Here's an interesting pro-union article refuting PJ's claim:


Unfortunately the statement, "No claim has been made suggesting The Hobbit is non union" in the second response is hard to sustain when the SAG member alert is titled "SAG Member Alert On The Non-Union Production 'The Hobbit'":


Which makes me cautious about the rest of the article...

Anonymous said...

When they talk about the New Zealand contract they are talking about the situation where people that would usually be employees covered by employment law (minimum wage, right to challenge dismissal etc) are hired as "independent contractors".

Independent contractors are considered to be one-person businesses engaged in a contract with the producers. the relationship is similar to that you might have with a plumber you call in to fix a leak - you're not the employer, rather you get a quote for the whole job and then they do it for that price and if you're not happy with the job you break the contract.

This means the employment relationship is considered to be a contract that falls under the commerce act rather than under employment law.

This may be a suitable circumstance for hiring a plumber (in which both parties have similar negotiating power when the contract is created, such as you and your plumber) but there is no way an individual film worker has the ability to negotiate a fair contract with a multi-million dollar producer in that the cost of losing the contract for the worker is significantly greater than the cost of not hiring that individual worker is to the producer (the former risks losing their livelihood the other only risks having to find another contractor).

As such many film workers in the small NZ film market end up working contracts that would be below legal minimum standards if they were deemed employment agreements but don't have employment law to protect them.

A union draws together the negotiating power of individual workers (and, in this case, international stars) to provide a balance to the power of the producers in order to achieve a more balanced outcome in the form of a collective agreement.
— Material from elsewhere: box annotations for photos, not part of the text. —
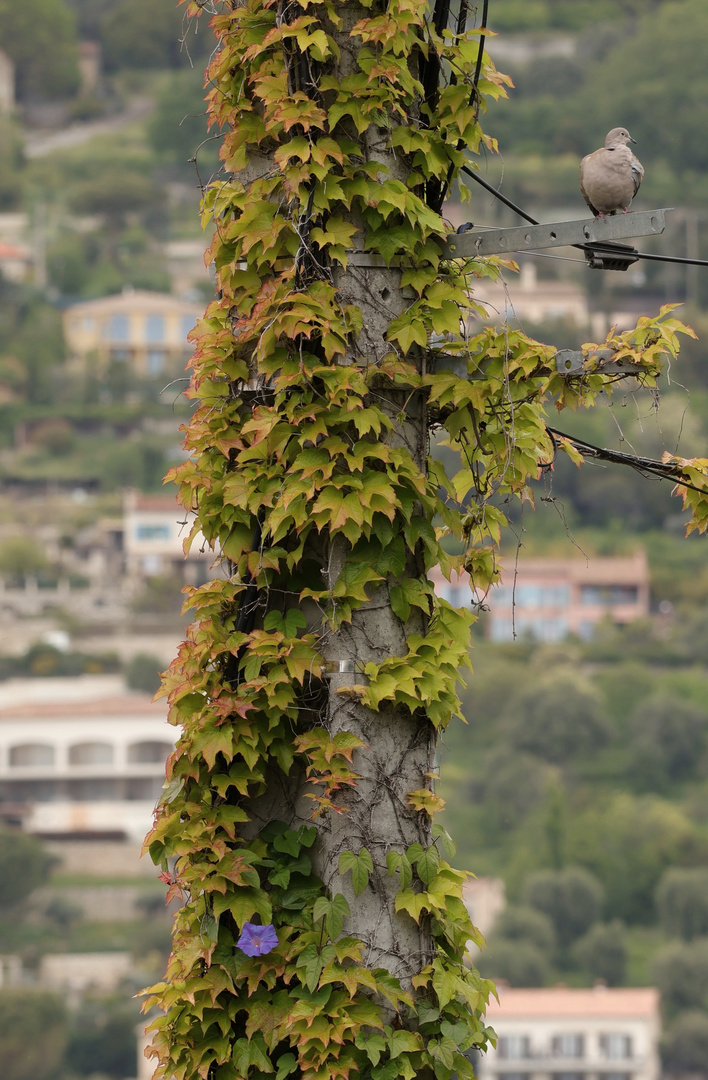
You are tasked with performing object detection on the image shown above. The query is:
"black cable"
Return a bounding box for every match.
[462,165,708,267]
[433,0,487,212]
[462,165,541,225]
[470,0,489,118]
[546,427,706,495]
In short, the union members' risk is still the loss of their livelyhood but so too is the producers as there are no other "contractors" to do the work.
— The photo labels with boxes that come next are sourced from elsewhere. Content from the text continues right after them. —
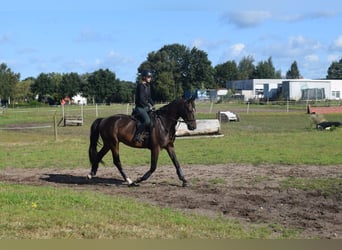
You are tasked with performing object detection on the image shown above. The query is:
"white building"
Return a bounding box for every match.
[72,94,87,105]
[227,79,342,101]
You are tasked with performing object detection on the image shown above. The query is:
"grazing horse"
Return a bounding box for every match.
[87,97,196,187]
What we are seeing here is Peter Jackson and other film producers trying to stop this collective process because it threatens their monopoly on bargaining power.

It should be noted that Jackson pays union rates to international members of the Screen Actors Guild. This is simply because the collective negotiating power of SAG is considerably greater than his negotiating power. Which is to say if he took SAG on he would never get work in Hollywood again.
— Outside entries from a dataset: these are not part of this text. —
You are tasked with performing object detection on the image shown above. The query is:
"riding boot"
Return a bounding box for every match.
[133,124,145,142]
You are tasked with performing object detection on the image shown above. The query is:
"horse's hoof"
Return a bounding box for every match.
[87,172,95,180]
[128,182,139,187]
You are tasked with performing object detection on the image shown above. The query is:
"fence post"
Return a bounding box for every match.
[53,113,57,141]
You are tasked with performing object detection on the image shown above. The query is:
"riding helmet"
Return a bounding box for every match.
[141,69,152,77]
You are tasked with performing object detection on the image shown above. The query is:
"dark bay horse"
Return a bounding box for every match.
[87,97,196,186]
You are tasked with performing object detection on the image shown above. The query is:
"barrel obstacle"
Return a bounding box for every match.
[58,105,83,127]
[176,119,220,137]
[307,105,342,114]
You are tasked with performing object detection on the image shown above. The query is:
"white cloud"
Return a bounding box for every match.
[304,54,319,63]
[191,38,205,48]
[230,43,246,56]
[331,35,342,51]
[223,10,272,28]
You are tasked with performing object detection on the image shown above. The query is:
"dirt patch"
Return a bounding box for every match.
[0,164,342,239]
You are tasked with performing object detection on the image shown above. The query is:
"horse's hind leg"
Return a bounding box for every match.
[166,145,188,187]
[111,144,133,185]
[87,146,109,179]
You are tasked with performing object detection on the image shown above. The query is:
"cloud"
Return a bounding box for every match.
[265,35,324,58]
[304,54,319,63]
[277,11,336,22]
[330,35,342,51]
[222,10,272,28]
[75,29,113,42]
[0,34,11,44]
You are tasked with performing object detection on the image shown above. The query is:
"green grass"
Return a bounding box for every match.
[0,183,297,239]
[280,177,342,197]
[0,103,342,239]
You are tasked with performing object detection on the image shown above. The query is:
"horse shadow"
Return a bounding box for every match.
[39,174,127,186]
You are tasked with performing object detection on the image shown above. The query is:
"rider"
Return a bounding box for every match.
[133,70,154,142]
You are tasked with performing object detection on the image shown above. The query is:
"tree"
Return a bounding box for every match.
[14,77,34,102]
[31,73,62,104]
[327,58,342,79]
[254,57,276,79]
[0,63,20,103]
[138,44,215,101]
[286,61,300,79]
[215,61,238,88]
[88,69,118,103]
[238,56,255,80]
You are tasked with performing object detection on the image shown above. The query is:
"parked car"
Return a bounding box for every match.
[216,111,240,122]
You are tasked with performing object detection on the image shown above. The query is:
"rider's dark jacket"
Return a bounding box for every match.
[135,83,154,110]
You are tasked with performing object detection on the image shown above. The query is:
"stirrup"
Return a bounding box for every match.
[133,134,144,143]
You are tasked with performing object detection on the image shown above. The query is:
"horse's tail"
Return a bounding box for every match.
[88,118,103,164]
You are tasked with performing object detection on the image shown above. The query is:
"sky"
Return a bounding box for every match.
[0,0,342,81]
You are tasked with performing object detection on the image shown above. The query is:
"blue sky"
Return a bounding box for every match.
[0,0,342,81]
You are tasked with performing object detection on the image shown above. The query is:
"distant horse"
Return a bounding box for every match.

While this may seem a cynical reduction of the issue it is the reality of doing business in a liberalised labour market such as New Zealand's.

Anonymous said...

I guess the question is; if pushed further, will Warner take the film to Eastern Europe as threatened - if so, and I doubt it'd be the only such production to do so to avoid union contracts.

Is some Warner $$ better than none? Or is integrity and standardised (fair) wages worth more than the Warner $$ on offer?

My reading suggests that NZ isn't the only place to have had a film industry flourish, then wilt, as people start expecting sindustry-standard wages.

Anonymous said...

Thanks Steve for the analysis. It's been hard to get behind the rhetoric in the mainstream media. i like the way you've split the verifiable fact from the opinion and leverage statements.

It seems to me that there is a lot of talking past each other, and through the media. I'm a little fascinated by the role of MEAA, and if they were invited into the fray or invited themselves? I presume there are other, NZ unions, that would provide coverage of the workers.

The comment above about NZ law is also interesting. Even before the recent shift to the right, 'entertainers' have been allowed to work as 'independent contractors'. There is a well established body of NZ contractual law around determining whether a worker is an employee or an independent contractor. And it hasn't changed much for some time.

If you have a contract with a plumber (for example) you can only cancel the contract, and not pay, for non-performance. The plumber can still take you to court for non-payment and have to defend his or her performance. Of course that is an expensive and time-consuming remedy.